船に乗って訪れることのできる島に行ったときです。島から出る船から海に飛び込んでシュノーケリングをしていました。シュノーケリングが終わってまた別の島に移動しているとき、船の中でなんだか気持ち悪くなってきました。私は「船酔いかな?」と思ったのですが、島に着いてからも良くなりません。今度もやや意識が朦朧とする中その日の行動を振り返ってみると、
「あれ、そういえば全然水分を取ってないかもしれない。もしかしてまた脱水症状か?」
そう思った私は友人たちに2か月前の出来事を話し、水を持って来てもらいました。
島のベンチで水を飲みつつ寝てました。ガイドのお兄さんが親切にずっと対応してくれました。友人たち、ガイドのお兄さん、ありがとう。
加えて、周りにいた他の観光客の方たちも心配してくれました。日本人はいなかったので、たぶん「I didn’t drink enough water.」などという片言の英語で彼らに説明したんだと思います笑心配してくれて ありがとう。正直言うとめちゃくちゃ恥ずかしかったです。けど、本当に友人たちがいてくれて助かりました。1人だったらまた状況は違ったことでしょう。
③水分を摂ることを忘れないで
私は小・中・高とずっと屋外でのスポーツをしてきましたが、暑さでダウンしたことはほぼほぼありません。
しかし、そんな私でも、特に社会人になってからは外に出ることが少なくなったり、体力が衰えていたりして昔とは違うんだということを身をもって体感しました。今でも救急車の音が聞こえるとドキッとします。

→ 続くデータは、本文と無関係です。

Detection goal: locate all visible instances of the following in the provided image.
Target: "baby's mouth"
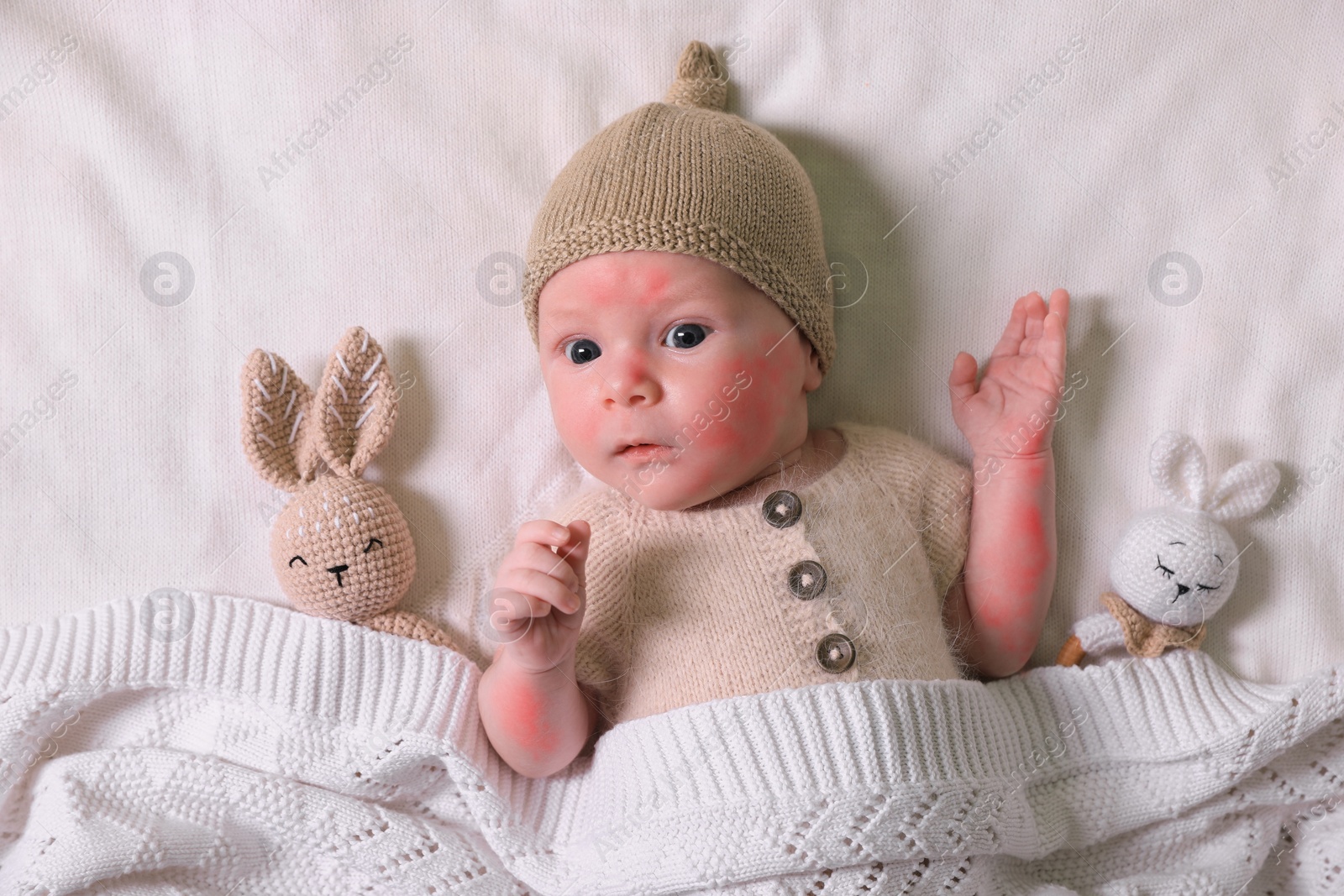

救急車で運ばれて以来、外に出歩くときは必ず水筒かペットボトルに水を入れて持参するようにしています。冬であろうと必ず持ち歩きます。
ほんっとうに脱水症状怖いです。死にます。笑い事じゃないです。最近も熱中症の疑いで高齢の方が亡くなったというニュースを見ました。
これからも連日猛暑が続きます。夏生まれということもあって夏はとっても好きです。けどさすがに暑くなるのが早すぎます。どうか皆さんも外出するときは水分を持ち歩いてください。
水を持ち歩くときはやっぱり水筒が便利です。私はHydro Flaskのシリーズを使っています。
こちらは少し大きいのでこちらの方が手軽かもしれません。
また、水だけではなく、塩分を摂ることも重要です。
救急車で運ばれて以来、私は500mLのアクエリアスが24本入った箱を買ってストックしています。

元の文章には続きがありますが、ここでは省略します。